Dealing with anxiety is like dealing with insomnia. You can’t try your way into a good night of sleep—and you can’t try your way out of worry.
What you need is a change of focus.
According to Dr. Earl Henslin in This is Your Brain on Joy, your brain contains one neural pathway on which the emotions of either joy or anxiety can travel.
There’s literally not room enough for both of those feelings to be in your brain simultaneously–so if you choose joy, anxiety has no room in your thinking.
You may wonder, But how do I “choose joy?” That seems hard when I feel this way.
It can be done.
As a human being created in God’s image, you have a brilliant mind. You have choices about your thought patterns. Here’s a Scriptural key to choosing joy and peace:
“Don’t worry about anything, but in everything, through prayer and petition with thanksgiving, present your requests to God. And the peace of God, which surpasses all understanding, will guard your hearts and minds in Christ Jesus.” –Philippians 4:6-7
After Paul tells us not to worry, he instructs us to pray with thanksgiving as we let our needs be known—and that’s when the supernatural peace of God guards our minds.
The opposite of worrying isn’t working to achieve calm—it’s giving thanks!
This really works. Here’s a story I’ve told before:
One evening, my husband Scott and I were both downcast, overwhelmed with concerns. Life felt heavy and hope seemed far away. So we tried something counter-intuitive.
We offered a sacrifice of thanksgiving to God (Psalm 107:22). That means we began to thank God even though we didn’t feel like it.
At first, it felt super awkward. We had to push through the idea that it’s “dishonest” to say things that don’t match your feelings.
Here’s the thing: our feelings can lie.
However, when we choose to agree with God’s word and character, our feelings eventually submit to the truth.
That’s exactly what happened.
As Scott and I thanked God, our problems shrank, and God was magnified. Before we knew it, a whole hour had gone by and our perspective had completely changed.
Our feelings followed our choices. Our joy returned.
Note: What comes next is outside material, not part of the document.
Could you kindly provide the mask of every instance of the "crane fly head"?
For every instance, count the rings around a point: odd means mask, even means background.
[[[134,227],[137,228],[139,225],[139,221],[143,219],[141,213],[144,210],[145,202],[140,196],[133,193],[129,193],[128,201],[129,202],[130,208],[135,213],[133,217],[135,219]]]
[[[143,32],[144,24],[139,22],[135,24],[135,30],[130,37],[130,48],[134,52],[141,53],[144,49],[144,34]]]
A worldwide pandemic is certainly fodder for anxiety. While some of us may need to see a counselor or doctor, all of us could use some basic tools for maintaining peace of mind.
I recommend you get practical and intentional about sacrifices of thanksgiving. Not only will this get your mind off a certain virus—it also gives God glory.
Thank him for things large and small. Record your blessings in whatever way you prefer.
I’ve made lists in my journal, put colored slips of paper in a jar, and written on river rocks with a permanent marker, then displayed them in a clear vase.
Thank God for a breath-taking sunset. For that time he healed your loved one. For the trill of a robin. The friendly wave of a neighbor. (Need ideas? Read Ann Voscamp’s One Thousand Gifts.)
Every day, God gives us multiple reasons to thank him. Capture those gifts. Give them back to God as a fragrant offering. Let him know what you need.
He loves you, he’s got you, and he wants you to be at peace.